The challenge for a customer is making the decision on whom to invest it now.  Given the fact that there is not a widely-adopted common format for VM standardization, the choice today of a virtualization vendor (or vendors) could profoundly affect one’s business in the future since we’re talking about a fundamental shift in how your "centers of data" manifest.

What is so very interesting is that if we accept virtualization as a feature defined as an abstracted platform isolating software from hardware then the next major shift is the extensibility, manageability and flexibility of the solution offering as well as how partnerships knit out between the "platform" providers and the purveyors of toolsets.

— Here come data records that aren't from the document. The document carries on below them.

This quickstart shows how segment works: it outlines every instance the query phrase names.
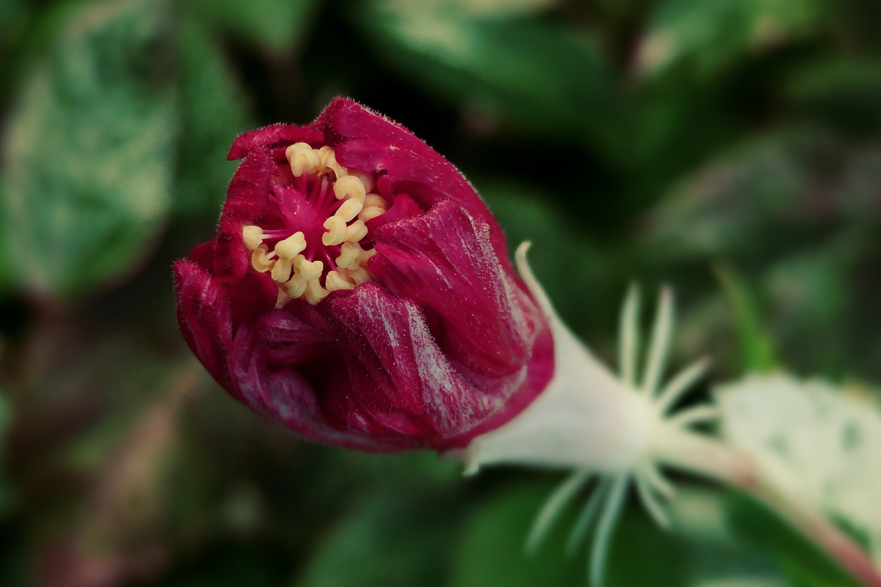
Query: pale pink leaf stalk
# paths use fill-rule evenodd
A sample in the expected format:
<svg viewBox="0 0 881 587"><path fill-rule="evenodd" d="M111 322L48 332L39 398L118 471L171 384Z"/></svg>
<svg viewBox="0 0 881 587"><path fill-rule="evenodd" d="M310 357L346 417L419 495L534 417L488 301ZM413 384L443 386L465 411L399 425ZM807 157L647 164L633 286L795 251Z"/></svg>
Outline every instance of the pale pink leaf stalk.
<svg viewBox="0 0 881 587"><path fill-rule="evenodd" d="M666 384L672 301L661 297L636 365L638 296L622 322L621 376L566 328L472 186L401 125L347 99L305 126L240 136L216 238L174 264L178 321L233 398L307 439L365 450L428 448L468 472L492 464L573 470L539 516L534 546L593 476L598 584L629 487L669 524L673 466L751 491L811 534L867 585L868 558L749 456L674 413L705 361Z"/></svg>

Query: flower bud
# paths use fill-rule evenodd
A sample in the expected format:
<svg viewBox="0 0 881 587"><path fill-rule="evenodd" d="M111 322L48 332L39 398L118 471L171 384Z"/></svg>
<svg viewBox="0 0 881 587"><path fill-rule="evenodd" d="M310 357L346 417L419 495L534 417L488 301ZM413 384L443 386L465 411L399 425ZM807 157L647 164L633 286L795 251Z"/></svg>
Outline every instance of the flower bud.
<svg viewBox="0 0 881 587"><path fill-rule="evenodd" d="M347 99L240 136L217 237L174 265L181 330L231 395L313 440L461 449L554 370L551 328L447 160Z"/></svg>

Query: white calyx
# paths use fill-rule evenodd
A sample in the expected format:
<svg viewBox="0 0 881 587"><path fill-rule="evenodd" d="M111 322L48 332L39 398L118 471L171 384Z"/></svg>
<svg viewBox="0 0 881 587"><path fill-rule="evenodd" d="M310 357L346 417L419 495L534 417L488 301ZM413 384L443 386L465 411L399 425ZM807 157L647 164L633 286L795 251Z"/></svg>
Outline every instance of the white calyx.
<svg viewBox="0 0 881 587"><path fill-rule="evenodd" d="M660 498L673 487L660 469L659 447L695 434L687 428L714 420L715 408L699 405L670 414L677 401L704 374L707 361L683 369L662 385L673 329L672 295L662 292L645 368L638 373L639 293L628 292L620 332L619 378L606 369L559 320L526 262L529 243L516 251L521 276L541 304L554 338L554 376L526 410L500 428L475 438L462 455L466 473L485 464L517 464L566 468L571 475L550 496L527 540L536 548L562 509L594 477L597 487L575 521L567 548L574 550L599 516L591 550L590 583L602 582L614 526L633 483L646 509L670 524Z"/></svg>

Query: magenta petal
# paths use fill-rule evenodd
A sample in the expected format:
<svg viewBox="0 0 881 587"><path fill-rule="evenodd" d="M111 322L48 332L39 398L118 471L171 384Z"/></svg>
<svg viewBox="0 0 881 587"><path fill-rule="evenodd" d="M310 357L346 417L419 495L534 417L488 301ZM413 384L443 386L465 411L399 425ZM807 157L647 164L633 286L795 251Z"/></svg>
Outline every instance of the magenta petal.
<svg viewBox="0 0 881 587"><path fill-rule="evenodd" d="M174 263L178 323L184 339L205 368L224 387L229 385L226 352L233 340L229 300L202 267Z"/></svg>
<svg viewBox="0 0 881 587"><path fill-rule="evenodd" d="M535 301L490 237L492 227L452 202L378 228L370 269L433 319L459 362L491 375L516 371L545 328ZM502 253L503 254L503 253Z"/></svg>
<svg viewBox="0 0 881 587"><path fill-rule="evenodd" d="M290 152L319 162L288 161L295 143L306 145ZM366 234L344 220L347 241L375 251L354 266L352 257L337 265L344 245L323 242L343 204L338 170L323 167L331 151L311 153L322 147L369 175L385 200ZM231 395L305 438L448 450L507 422L545 389L550 325L501 229L462 174L409 130L337 99L312 124L241 135L230 157L244 160L218 235L175 264L174 276L181 332ZM306 248L284 253L296 232ZM300 254L320 272L292 294L303 290L285 283L290 266L271 268ZM297 267L294 277L310 274ZM323 287L335 291L323 297Z"/></svg>
<svg viewBox="0 0 881 587"><path fill-rule="evenodd" d="M505 390L476 388L450 362L412 301L369 284L324 311L350 382L325 399L337 426L446 448L504 405Z"/></svg>
<svg viewBox="0 0 881 587"><path fill-rule="evenodd" d="M304 126L293 124L270 124L256 130L239 135L229 149L226 159L241 159L248 152L279 145L291 145L300 141L320 142L324 136L322 132Z"/></svg>
<svg viewBox="0 0 881 587"><path fill-rule="evenodd" d="M384 172L395 193L408 193L423 210L452 200L475 217L492 220L486 204L455 166L400 124L348 99L334 100L319 122L339 136L337 160L342 165Z"/></svg>

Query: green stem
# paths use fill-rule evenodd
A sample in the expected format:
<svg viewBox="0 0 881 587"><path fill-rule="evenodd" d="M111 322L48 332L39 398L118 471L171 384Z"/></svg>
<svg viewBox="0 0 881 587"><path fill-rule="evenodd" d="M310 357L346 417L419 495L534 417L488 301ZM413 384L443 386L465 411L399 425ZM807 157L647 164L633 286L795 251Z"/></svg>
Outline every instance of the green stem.
<svg viewBox="0 0 881 587"><path fill-rule="evenodd" d="M654 450L660 463L725 483L766 503L866 587L881 587L878 569L847 534L745 453L718 440L671 427L655 436Z"/></svg>

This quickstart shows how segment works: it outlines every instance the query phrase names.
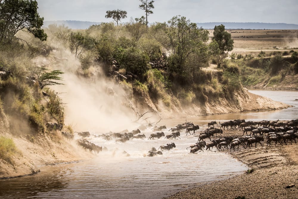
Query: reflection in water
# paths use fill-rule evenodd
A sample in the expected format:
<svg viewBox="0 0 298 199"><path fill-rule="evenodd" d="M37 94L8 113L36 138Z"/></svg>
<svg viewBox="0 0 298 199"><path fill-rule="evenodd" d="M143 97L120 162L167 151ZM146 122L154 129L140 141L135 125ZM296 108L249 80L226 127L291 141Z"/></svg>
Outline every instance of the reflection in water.
<svg viewBox="0 0 298 199"><path fill-rule="evenodd" d="M206 125L214 120L235 119L255 121L288 120L297 117L297 92L250 91L273 99L295 106L285 109L246 112L193 118L188 121ZM163 120L168 127L181 123L181 118ZM247 169L228 155L212 151L190 154L186 147L197 140L193 135L186 136L181 132L181 140L174 140L176 148L163 155L144 157L152 146L156 148L169 142L167 139L132 140L115 143L92 138L92 141L110 150L102 152L91 161L41 169L33 175L0 181L0 198L155 198L166 197L196 183L218 180L236 175ZM96 133L96 132L94 132ZM142 132L147 137L152 132ZM168 133L166 133L166 134ZM128 158L116 155L125 150Z"/></svg>

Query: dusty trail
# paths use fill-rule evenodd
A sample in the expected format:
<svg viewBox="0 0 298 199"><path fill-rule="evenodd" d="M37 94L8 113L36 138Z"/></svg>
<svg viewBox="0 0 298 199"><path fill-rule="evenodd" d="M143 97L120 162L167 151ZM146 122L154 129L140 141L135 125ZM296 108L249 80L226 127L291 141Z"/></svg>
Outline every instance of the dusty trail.
<svg viewBox="0 0 298 199"><path fill-rule="evenodd" d="M242 135L238 131L226 131L224 136ZM262 142L257 148L243 149L230 152L240 161L254 171L244 173L223 181L209 184L198 184L198 186L179 192L170 198L297 198L298 196L298 146L266 146ZM253 145L254 147L254 145ZM289 188L290 184L295 186Z"/></svg>

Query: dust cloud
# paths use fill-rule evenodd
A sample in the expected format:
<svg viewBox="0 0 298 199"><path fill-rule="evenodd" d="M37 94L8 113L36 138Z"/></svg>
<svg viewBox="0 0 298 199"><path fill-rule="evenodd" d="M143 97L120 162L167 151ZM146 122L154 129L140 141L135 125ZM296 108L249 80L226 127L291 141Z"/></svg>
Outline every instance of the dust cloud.
<svg viewBox="0 0 298 199"><path fill-rule="evenodd" d="M91 77L86 78L80 74L82 71L79 61L65 50L54 50L48 57L40 57L37 64L65 73L61 76L64 85L50 88L65 103L65 124L72 125L75 131L104 133L131 130L139 125L132 122L135 118L126 105L123 87L106 77L99 65L91 67Z"/></svg>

It’s clear that VMware’s lead in the virtualization market is right inline with how I described the need for differentiation and extensibility both internally and via partnerships. 

VMotion is a classic example; it’s clearly an internally-generated killer app. that the other players do not currently have and really speaks to being able to integrate virtualization as a "feature" into the combined fabric of the data center.  Binding networking, storage, computing together is critical.  VMware has a slew of partnerships (and potential acquisitions) that enable even greater utility from their products.

Cisco has already invested in VMware and a recent demo I got of Cisco’s VFrame solution shows they are serious about being able to design, provision, deploy, secure and manage virtualized infrastructure up and down the stack, including servers, networking, storage, business process and logic.

In the next 12 months or so, you’ll be able to buy a Dell or HP server using Intel or AMD virtualization-enabled chipsets pre-loaded with multiple VMM/Hypervisors in either flash or BIOS.  How you manage, integrate and secure it with the rest of your infrastructure — well, that’s the fun part, isn’t it?

I’ll bet we’ll see more and more "free" commoditized virtualization platforms with the wallet ding coming from the support and licenses to enable third party feature integration and toolsets.